SAN JOAQUIN: Episcopal Church Seizes Property in Anglican Diocese
By David W. Virtue
The Episcopal Bishop of San Joaquin, Jerry Lamb has seized the property of the 18-member St Andrew's Church in Taft, California. He appropriated it from the Anglican Bishop of the diocese, John-David Schofield, changed the locks on the parish doors and told the priest-in-charge that he was out and not to return.
Schofield described the act as illegal as no court order has been issued for such a seizure. "They prevented Anglican members from entering freely, as they had been able to before," he told VirtueOnline.
Lamb sent in Canon Hall to preside at services on Sunday, June 8th.
Eleven members of the St. Andrew's Mission, Taft, held an unpublicized meeting in late May with The Rev. Canon Mark Hall, Canon to the Ordinary for Bishop Jerry Lamb. A majority (9-2) voted illegally to join the Episcopal Diocese of San Joaquin.
The Jr. Warden discovered that the meeting was to take place only one hour prior to its occurrence.
"Neither the priest, nor the wardens nor Bishop Schofield were advised of this meeting, and therefore the gathering, held on church property, was without the authority reserved to the Priest-in-Charge. New by-laws were signed March 2008 declaring this an Anglican Mission of the Diocese of San Joaquin This was confirmed in a document sent to the Diocesan Chancellor from the Bishop's Committee Clerk," said Schofield.
Following the meeting, the Junior Warden and Treasurer both resigned. The Priest-in-Charge (appointed there by Bishop Schofield many months earlier) got a call from Canon Hall, informing him that he had been terminated.
The priest immediately notified Bishop Schofield.

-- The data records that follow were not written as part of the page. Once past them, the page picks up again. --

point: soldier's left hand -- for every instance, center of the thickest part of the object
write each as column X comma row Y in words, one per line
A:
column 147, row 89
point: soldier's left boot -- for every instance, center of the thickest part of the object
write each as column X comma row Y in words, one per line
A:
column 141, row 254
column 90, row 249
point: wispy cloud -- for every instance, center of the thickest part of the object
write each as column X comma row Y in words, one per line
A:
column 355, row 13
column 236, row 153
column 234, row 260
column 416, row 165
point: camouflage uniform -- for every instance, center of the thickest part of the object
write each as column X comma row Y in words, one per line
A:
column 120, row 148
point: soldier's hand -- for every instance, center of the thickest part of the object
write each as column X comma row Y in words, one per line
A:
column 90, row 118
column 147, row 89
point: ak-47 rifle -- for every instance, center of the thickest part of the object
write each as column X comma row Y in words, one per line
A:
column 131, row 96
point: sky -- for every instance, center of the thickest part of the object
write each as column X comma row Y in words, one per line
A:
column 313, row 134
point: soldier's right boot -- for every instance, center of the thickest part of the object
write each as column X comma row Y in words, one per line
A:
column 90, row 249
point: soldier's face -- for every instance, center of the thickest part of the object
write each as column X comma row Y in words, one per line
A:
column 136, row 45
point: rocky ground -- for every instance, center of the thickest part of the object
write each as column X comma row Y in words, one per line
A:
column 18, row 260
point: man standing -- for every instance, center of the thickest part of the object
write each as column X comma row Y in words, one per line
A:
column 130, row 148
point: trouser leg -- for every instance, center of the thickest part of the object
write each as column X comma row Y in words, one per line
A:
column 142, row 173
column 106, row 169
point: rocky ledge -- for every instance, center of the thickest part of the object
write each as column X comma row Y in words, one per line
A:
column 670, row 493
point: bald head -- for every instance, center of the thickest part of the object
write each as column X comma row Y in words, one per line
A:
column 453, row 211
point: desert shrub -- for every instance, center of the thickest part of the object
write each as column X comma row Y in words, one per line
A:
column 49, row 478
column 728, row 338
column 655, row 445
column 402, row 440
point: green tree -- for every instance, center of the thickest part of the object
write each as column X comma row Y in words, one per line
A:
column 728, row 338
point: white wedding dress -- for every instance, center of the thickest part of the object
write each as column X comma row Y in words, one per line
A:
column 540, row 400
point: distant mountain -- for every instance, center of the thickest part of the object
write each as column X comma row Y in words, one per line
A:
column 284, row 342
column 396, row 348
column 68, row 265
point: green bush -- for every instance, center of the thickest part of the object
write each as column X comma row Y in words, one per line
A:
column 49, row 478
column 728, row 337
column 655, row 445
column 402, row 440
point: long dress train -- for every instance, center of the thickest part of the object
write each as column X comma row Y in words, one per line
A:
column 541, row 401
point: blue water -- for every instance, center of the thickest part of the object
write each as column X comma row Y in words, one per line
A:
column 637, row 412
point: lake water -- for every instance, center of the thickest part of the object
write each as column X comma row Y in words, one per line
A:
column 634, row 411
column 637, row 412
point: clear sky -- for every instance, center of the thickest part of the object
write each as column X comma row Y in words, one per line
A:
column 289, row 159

Lamb also re-appointed the Treasurer who had resigned just days before, despite the fact that this person is no longer a member of St. Andrews. She transferred her membership to the Diocese of Hawaii, said Schofield.
"I am grieved by the aggressive and disturbing behavior exhibited by Bishop Lamb, his agents, and the leadership of the Episcopal Church in the USA. Established protocols exist within the Anglican Diocese of San Joaquin to assist churches to rightly discern the mind of their members, yet none of these seem to have been considered and Bishop Lamb appears to follow no protocol at all as he reached out to seize this Church. It might be considered abusive behavior that many of the members of St. Andrews received no knowledge of that meeting about to take place."
This was not an informed congregation nor could an informed decision be made as, apparently, two strong personalities, within their body, manipulated the situation so that only those who could be counted upon for affirmation were notified of the meeting and called upon to vote accordingly, said Schofield.
"No Canons or By-Laws were followed to provide the congregation proper notification of a Parish Meeting (normally 30 days notice), to confirm the qualifications of those voting, minutes of said meeting, or any other ecclesiastical standards. While this is a very small congregation averaging only 18 in attendance on a Sunday (according to 2007 parochial reports submitted), it appears that a vote of 9 to 2 is not a simple majority of those qualified to vote, but only a majority who had the select knowledge and opportunity to be present at this secret meeting of church members.
"We mourn the fact that leaders within The Episcopal Church continue to behave in ways that cause damage to the Body of Christ by initiating ecclesiastical actions and litigation against Bishop Schofield and this Anglican Diocese, and proceed to further tear the fabric of the world-wide Anglican Communion."
Schofield condemned the behavior of Lamb who, he said, verbally claims to seek reconciliation, while his actions say otherwise.
At their diocesan convention held December 8, 2007, the people of the Diocese of San Joaquin withdrew from membership in the Episcopal Church and realigned with the Province of the Southern Cone. The vote of the people of the Diocese was overwhelming; nearly 90 percent were in favor of the realignment. Special provision was made for those who disagreed with the majority's decision: each parish in the Diocese was given an indefinite period of discernment and the option of staying with the Episcopal Church. Those who did so, were permitted to keep all of their real and personal property with the blessings of the Diocese and its elected bishop of nineteen years, The Rt. Rev. John-David Schofield.